Re: Corporate liability (WAS: Environmentalism in a Free society)

Michael Lorrey (mike@lorrey.com)
Mon, 14 Dec 1998 10:25:58 -0500

GBurch1@aol.com wrote:

> In a message dated 98-12-13 14:21:53 EST, mike@lorrey.com (Michael Lorrey)
> wrote:
>
> > Corporations
> > under the current mercatilist/socialist system carry such power to supress
> > information only because the government lets them. In a system where civil
> > law is the means of adjudicating all legal impacts, corporations have no
> > standing as individual parties (whereas under the current system they are
> > considered to be virtual citizens), so the officers and stockholders are
> > individually liable. Operating in this manner would ensure that the
> > stockholders take steps to ensure that the actions of its officers are not
> > placing them in a position of liability.
>
> I wonder about the implications of what you're proposing here, Mike. Consider
> that shareholder limited liability is one of the key elements supporting a
> secondary market for widely-held equity investment. Who will buy the stock of
> ABC Corp. on the secondary market if before they do they have to engage in a
> complete program of due diligence to be sure that they're not buying into
> personal liability for some then-well-hidden corporate policy? I know I
> wouldn't. Allowing corporations to be sued as legal persons actually benefits
> the plaintiff as much as limited liability benefits the shareholders: I only
> have to sue ABC Corp., not track down all of its (possibly millions of)
> shareholder.

Since a shareholder, when not prevented by the government, has the right to examine all corporate documents, then current technology allows for software driven complete due diligence if all company records are digitized (which can easily be made a standard by PPA polices). Granted that it was much easier in the past for a corporation to hide things, but this is no longer the case.

>
>
> A corporation's liability is reflected in its share price, so the market does
> act to discipline equity holders. And intentionally inadequately capitalized
> corporations can lead to "piercing the corporate veil" and thence to personal
> shareholder liability, so shareholders have a keen interest in seeing to it
> that a corporation is sufficiently capitalized to satisfy judgments against
> it. I don't see anything at all inconsistent with radical anarcho-capitalism
> in allowing corporate limited liability and corporate legal personhood.

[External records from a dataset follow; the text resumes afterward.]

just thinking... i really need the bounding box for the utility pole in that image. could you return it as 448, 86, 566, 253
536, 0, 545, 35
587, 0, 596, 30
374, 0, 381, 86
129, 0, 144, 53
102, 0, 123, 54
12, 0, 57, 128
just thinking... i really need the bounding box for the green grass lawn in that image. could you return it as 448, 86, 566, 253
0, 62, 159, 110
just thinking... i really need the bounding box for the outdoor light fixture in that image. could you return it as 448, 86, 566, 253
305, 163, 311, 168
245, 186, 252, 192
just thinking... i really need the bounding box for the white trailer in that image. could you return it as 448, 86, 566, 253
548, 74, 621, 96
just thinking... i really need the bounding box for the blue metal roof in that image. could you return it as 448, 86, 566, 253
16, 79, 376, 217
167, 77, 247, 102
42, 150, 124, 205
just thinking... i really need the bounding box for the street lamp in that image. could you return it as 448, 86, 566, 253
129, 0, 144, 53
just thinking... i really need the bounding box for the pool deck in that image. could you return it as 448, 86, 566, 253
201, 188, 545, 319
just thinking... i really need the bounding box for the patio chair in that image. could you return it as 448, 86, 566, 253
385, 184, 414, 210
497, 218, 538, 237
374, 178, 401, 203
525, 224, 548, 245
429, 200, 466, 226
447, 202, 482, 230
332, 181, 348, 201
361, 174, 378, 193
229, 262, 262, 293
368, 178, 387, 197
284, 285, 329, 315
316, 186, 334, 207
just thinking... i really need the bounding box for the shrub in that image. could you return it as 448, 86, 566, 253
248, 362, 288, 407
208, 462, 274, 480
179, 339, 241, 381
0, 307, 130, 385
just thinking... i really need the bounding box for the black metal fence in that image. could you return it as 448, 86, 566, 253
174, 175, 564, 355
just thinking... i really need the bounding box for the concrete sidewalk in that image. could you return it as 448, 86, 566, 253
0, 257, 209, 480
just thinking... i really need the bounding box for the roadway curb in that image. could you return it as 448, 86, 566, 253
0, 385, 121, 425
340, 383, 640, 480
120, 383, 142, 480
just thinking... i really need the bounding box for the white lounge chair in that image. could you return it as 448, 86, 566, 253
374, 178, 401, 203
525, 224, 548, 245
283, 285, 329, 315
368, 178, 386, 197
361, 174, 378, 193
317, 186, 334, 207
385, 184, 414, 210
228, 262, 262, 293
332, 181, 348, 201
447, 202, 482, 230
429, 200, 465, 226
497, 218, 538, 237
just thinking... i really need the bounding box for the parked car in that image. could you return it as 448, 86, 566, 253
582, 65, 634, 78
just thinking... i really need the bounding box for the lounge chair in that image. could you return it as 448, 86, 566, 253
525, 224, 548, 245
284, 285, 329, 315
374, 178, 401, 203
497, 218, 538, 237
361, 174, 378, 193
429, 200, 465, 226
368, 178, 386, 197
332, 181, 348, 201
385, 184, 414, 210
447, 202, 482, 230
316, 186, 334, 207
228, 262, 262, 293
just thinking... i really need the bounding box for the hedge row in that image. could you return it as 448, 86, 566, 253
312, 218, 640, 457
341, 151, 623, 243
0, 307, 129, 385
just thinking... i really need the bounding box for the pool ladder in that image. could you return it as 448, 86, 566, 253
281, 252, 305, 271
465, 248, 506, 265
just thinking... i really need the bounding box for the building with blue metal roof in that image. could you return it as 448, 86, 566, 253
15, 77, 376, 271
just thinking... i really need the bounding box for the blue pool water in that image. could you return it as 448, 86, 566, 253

A corporation's liability is only reflected in its share price insofar as to estimate the outcome of a legal action given that the corporation can afford squads of high priced lawyers and the plaintiff usually can't, thus the estimated outcome is on average going to be in the corporation's favor, thus the true market liability is undervalued in the stock price. Corporate person fiction sheilds the investor from the risk which equates to the returns they are expecting, thus improperly inflating the value of the stock, thus the investors costs are being externalized onto potential plaintiffs against the corporation.